Dr. Charlotte Tye is a developmental psychologist and Senior Lecturer at King’s College London. Her research focuses on early brain and behavioural development in rare genetic epilepsies. She leads national cohort studies in tuberous sclerosis complex and early-onset epilepsy, with expertise in infant EEG biomarkers and longitudinal outcome measurement. Charlotte also works closely with patient organisations to co-design accessible, family-focused research.

Laureate Professor Ingrid Scheffer AO MBBS PhD FRACP FAES FAHMS FAA FRS is a physician-scientist whose work as a paediatric neurologist and epileptologist at the University of Melbourne, Florey and Murdoch Institutes, Australia, has led epilepsy genetics research over three decades. In collaboration with Professor  Samuel Berkovic and molecular geneticists, they identified the first epilepsy gene and many genes subsequently. She led the first major International League Against Epilepsy revision of the classification of epilepsies in 28 years. She has published over 720 papers and is passionate about improving outcomes for patients and families through innovative translational science. She was the second president of the Australian Academy of Health and Medical Sciences. She was co-recipient of the Australian Prime Minister’s Prize for Science in 2014, and was also awarded the 2012 L’Oréal-UNESCO Woman in Science Laureate in Paris and, in 2018, was elected to the Royal Society of London. In 2025, she was awarded the Outstanding Female Researcher medal by the Australian Academy of Health and Medical Sciences.

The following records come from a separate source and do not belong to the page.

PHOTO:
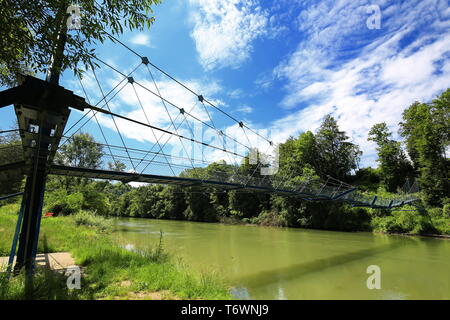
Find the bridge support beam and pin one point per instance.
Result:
(42, 110)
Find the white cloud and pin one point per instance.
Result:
(245, 109)
(141, 39)
(382, 79)
(225, 29)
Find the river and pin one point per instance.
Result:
(277, 263)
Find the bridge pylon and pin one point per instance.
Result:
(42, 110)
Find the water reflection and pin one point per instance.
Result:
(272, 263)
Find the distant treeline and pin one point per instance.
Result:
(421, 156)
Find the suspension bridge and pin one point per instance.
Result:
(43, 109)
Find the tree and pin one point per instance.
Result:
(82, 151)
(425, 128)
(335, 155)
(33, 31)
(394, 166)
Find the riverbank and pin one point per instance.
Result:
(109, 270)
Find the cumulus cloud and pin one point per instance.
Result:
(223, 30)
(141, 39)
(386, 71)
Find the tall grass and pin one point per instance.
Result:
(106, 265)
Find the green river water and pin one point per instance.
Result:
(275, 263)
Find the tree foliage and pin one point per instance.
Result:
(426, 128)
(32, 29)
(394, 167)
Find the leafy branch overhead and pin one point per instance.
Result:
(30, 30)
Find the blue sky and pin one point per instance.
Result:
(281, 66)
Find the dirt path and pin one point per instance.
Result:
(57, 261)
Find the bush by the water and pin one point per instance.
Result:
(91, 219)
(405, 221)
(109, 270)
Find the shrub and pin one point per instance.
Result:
(270, 218)
(91, 219)
(446, 210)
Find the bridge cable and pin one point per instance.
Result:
(98, 123)
(114, 120)
(153, 131)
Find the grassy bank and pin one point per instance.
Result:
(109, 271)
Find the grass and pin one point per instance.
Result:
(109, 271)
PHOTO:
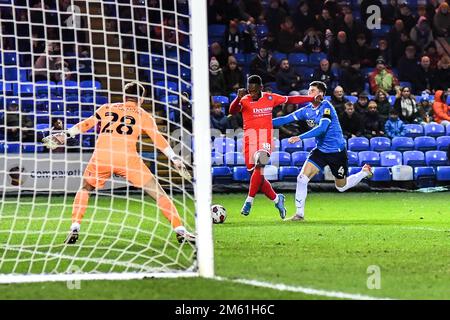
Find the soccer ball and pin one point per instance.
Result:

Dr. Dennis Lal has held various positions throughout his career and received numerous honors and awards for his research contributions. He has been involved in large-scale genomics research consortia and serves as a scientific advisor for several rare genetic epilepsy family foundations. In addition, he has led bioinformatic analysis groups in major epilepsy genomic research projects. Dr. Lal is an active member of professional societies, including the American Society for Human Genetics and the International League against Epilepsy Genetics Consortium.

His contributions to science include the discovery of disease genes associated with epilepsy, studies on epilepsy copy number variants, studies on somatic genetic variants in human brain tissue, and polygenic risk, and investigations into the genetics of neurodevelopmental disorders. Dr. Lal and his team have developed various computational methods, tools, and online resources to aid in interpreting and translating genetic variants. He has successfully guided several BS, MS, and Ph.D. candidates in receiving their degrees and established several educational initiatives such as the ‘precision medicine fellowship’ and several bioinformatic and clinical genetics application workshops to educate early career and established neurologists in genetics and precision medicine.

Overall, Dr. Dennis Lal is an accomplished researcher and educator in genetics and clinical neurogenetics, devoted to enhancing our comprehension of brain disorders through genomic research and its application in clinical care. As the Director of the Center for Neurogenetics at UTHealth Houston, he is continuing his ongoing research program and, clinically, is facilitating the utilization of genetic tests and advanced genetic test interpretation at the neurological institute to establish gene-informed precision medicine clinical trials.